Ambiguitas Undang-undang (UU) Nomor 37 Tahun 2004
Wahyudin juga menyinggung terkait dengan ambiguitas Undang-undang (UU) Nomor 37 Tahun 2004 tentang Kepailitan Dan Penundaan Kewajiban Pembayaran Utang (PKPU), sehingga peran kurator termasuk hakim pengawas tidak maksimal. Dia pun menilai harus ada revisi terkait dengan aturan tersebut.
“Tahap awal memang harus me-review dan mengubah beberapa pasal dalam UU Kepailitan dan PKPU itu sendiri,” kata Wahyudin saat dihubungi Bisnis, Senin (25/3/2024).

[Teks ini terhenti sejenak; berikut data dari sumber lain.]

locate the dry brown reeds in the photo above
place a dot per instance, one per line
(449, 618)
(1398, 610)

Wahyudin mengambil contoh pasal 17 UU Kepailitan dan PKPU terkait dengan biaya kurator. Adapun pasal 17 ayat (2) berbunyi majelis hakim yang membatalkan putusan pernyataan pailit juga menetapkan biaya kepailitan dan imbalan jasa kurator.
Biaya sebagaimana dimaksud pada ayat (2) tersebut dibebankan kepada pemohon pernyataan pailit atau kepada pemohon dan debitor dalam perbandingan yang ditetapkan oleh majelis hakim tersebut.
Untuk pelaksanaan pembayaran biaya kepailitan dan imbalan jasa kurator sebagaimana dimaksud pada ayat (2), Ketua Pengadilan mengeluarkan penetapan eksekusi atas permohonan kurator.
Menurutnya aturan tersebut tidak rasional dan perlu diperjelas serta banyak istilah yang sudah tidak relevan pada UU Kepailitan dan PKPU, misalkan kepailitan diajukan oleh Kementerian Keuangan (Kemenkeu). “Saat ini kan sudah OJK dan lain sebagainya,” imbuh Wahyudin.
Baca Juga
Namun demikian, Wahyudin menyebut mengubah UU Kepailitan dan PKPU pastinya memakan waktu. Menurutnya perlu dilakukan tindak lanjut secara paralel seperti pemilihan ulang atau pergantian kurator dan hakim pengawas yang mumpuni. Serta memiliki pengalaman penyelesaian kasus pailit yang dirasa lebih relevan saat ini.
“Memang perlu disesuaikan dahulu regulasi kepailitan dan PKPU tentang pembahasan kepailitan perusahaan asuransi dan juga Kurator yang sudah tidak relevan. Ini yang menjadi sebab berlarut-larut hak pemegang polis belum diterima sejak BMA dinyatakan pailit,” tutur Wahyudin.